Le passé, déjà, ne laisse guère de doutes…
Des chiffres circulent déjà par ailleurs sur l’empreinte environnementale d’un gamer invétéré: plus de 900 kilos de CO2 par an… Et cela ne concerne que la consommation de leurs PC…
Une étude du très sérieux Lawrence Berkeley National Laboratory datant de 2016 (une éternité vu l’explosion des usages) estimait que l’arrivée du phénomène du cloud gaming ferait bondir la consommation d’électricité des ordinateurs personnels utilisés de 40 à 60%, celle d’ordinateurs portables de 120 à 300%.
Pas mieux du côté des équipements de streaming puisque la hausse pourrait être de 130% à 260%. Et on ne parlait encore à l’époque que de jeux et d’environnements VR/3D relativement peu sophistiqués. Qui plus est sans la dimension de la multiplication des “joueurs”/utilisateurs qu’impliquera le métavers dont certains rêvent…
Evaluation similaire de l’université de Bristol: “Si 30% des gamers passent aux jeux dans le cloud, l’augmentation d’émission de carbone sera de 30%. Si 90% d’entre eux le font, l’augmentation sera de 112%”. Chiffres cités dans un article publié sur le site VentureBeat en ce début d’année 2022.
Quant à la blockchain et au “minage” de NFT, on entend chaque jour des estimations gargantuesques en termes de consommation d’énergie et d’empreinte environnementale. Même si certains, désormais, évoquent la possibilité de créer des solutions nettement plus frugales que celles existant jusqu’ici.
A simple titre d’exemple, une étude de l’université de Cambridge avait estimé, voici un an, que le minage de crypto-monnaies consommait 121,36 TWh (térawatts/heure) par an. A peine un cran en-dessous de la consommation totale d’énergie d’un pays comme la Norvège !
L’un des modèles économiques qui se dessine dans le monde des métavers est celui des NFT. Avec toute la dimension de surévaluation et de spéculation qui sont déjà leur “marque de fabrique”.
Les jetons virtuels non fongibles seront non seulement des “biens” dans les métavers mais aussi des moyens d’identification pour accéder à certains univers. Mais voilà, étant basés sur le principe de la blockchain, ils pèsent lourd en termes énergétiques.

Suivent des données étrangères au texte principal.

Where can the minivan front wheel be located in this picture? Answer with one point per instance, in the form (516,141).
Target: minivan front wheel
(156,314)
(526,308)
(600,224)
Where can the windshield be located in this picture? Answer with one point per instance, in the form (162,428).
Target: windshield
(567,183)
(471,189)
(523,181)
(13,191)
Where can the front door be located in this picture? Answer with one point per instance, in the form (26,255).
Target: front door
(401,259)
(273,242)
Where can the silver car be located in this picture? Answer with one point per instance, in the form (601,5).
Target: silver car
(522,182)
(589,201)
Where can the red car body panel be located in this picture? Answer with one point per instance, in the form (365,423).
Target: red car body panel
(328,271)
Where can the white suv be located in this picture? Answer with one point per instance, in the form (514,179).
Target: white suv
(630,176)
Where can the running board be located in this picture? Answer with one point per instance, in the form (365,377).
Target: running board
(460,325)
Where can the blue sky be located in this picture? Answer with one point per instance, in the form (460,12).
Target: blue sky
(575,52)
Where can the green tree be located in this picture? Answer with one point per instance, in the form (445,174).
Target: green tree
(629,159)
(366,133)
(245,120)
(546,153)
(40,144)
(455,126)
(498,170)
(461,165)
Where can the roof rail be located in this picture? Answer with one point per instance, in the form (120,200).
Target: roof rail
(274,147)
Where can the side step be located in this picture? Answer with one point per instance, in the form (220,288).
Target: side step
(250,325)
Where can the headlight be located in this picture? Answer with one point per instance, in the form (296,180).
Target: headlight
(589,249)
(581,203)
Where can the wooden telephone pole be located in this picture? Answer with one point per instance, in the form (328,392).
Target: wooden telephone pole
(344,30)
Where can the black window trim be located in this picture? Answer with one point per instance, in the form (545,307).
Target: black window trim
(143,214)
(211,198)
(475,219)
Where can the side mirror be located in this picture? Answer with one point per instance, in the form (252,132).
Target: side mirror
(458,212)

Le processus de “minage” (production de jetons) exige des puissances de calcul importantes. Estimation du taux de consommation actuel: environ “91 térawattheures d’électricité par an, ce qui représente environ la consommation de la Finlande”. Source: Journal du Net, janvier 2022 – “L’impact écologique des NFT : une lourde empreinte carbone”.
Si, demain, le concept de blockchain, autrement dit de recours à de multiples ordinateurs (privés ou hébergés dans le cloud), se généralise pour toute une série de fonctions de validation de transactions en tous genres (même si la finalité de sécurisation et d’authentification est louable !), le “poids” de ces traitements en termes de consommation énergétique et d’impact environnemental risque d’exploser…
Des progrès sont-ils à nos portes? Sans doute si l’on en croit certains acteurs, tels le français Ubisoft qui avait envisagé, avant de la mettre au frigo, une solution basée sur la blockchain Tezos qui dit uniquement recourir à des énergies renouvelables pour la production de crypto-monnaies. La solution était certes présentée comme permettant de réduire drastiquement la consommation d’un jeu VR.
Selon la société, une transaction sur le réseau Tezos ne consomme “que” l’équivalent de 30 secondes de vidéo en streaming contre l’équivalent d’un an de streaming ininterrompu actuellement. L’amélioration est sensible mais la surcharge n’en demeure pas moins bien réelle… Et le passage aux énergies renouvelables ne résout en rien le problème sur le fond.
Du traitement local pour soulager le cloud?
Pour réduire le recours à des infrastructures centralisées dans le cloud et donc éviter de faire exploser leur impact environnemental, l’une des pistes dans lesquelles s’engagent certains chercheurs – et cela s’appliquera dans divers registres technologiques (intelligence artificielle, AR/VR, Internet des Objets…) – sera d’effectuer un maximum de tâches de (pré-)traitement, de filtrage et tri de données, sur le dispositif de collecte – qu’il s’agisse d’un capteur lambda, d’un casque de réalité virtuelle ou de tout autre dispositif sensoriel corporel. Mais la chose est complexe: capacité et puissance de traitement en local, bon dosage d’algorithmes et des réseaux neuronaux à intégrer par exemple dans les casques, autonomie des batteries – tout cela devant encore faire l’objet d’améliorations…
En âme et conscience
Même s’il y a progrès, on peut s’attendre, dans le même temps, à une explosion des usages et des utilisateurs. Comme toujours, les gains seront gommés par un inévitable effet d’emballement. Ce qu’on appelle l’“effet rebond”.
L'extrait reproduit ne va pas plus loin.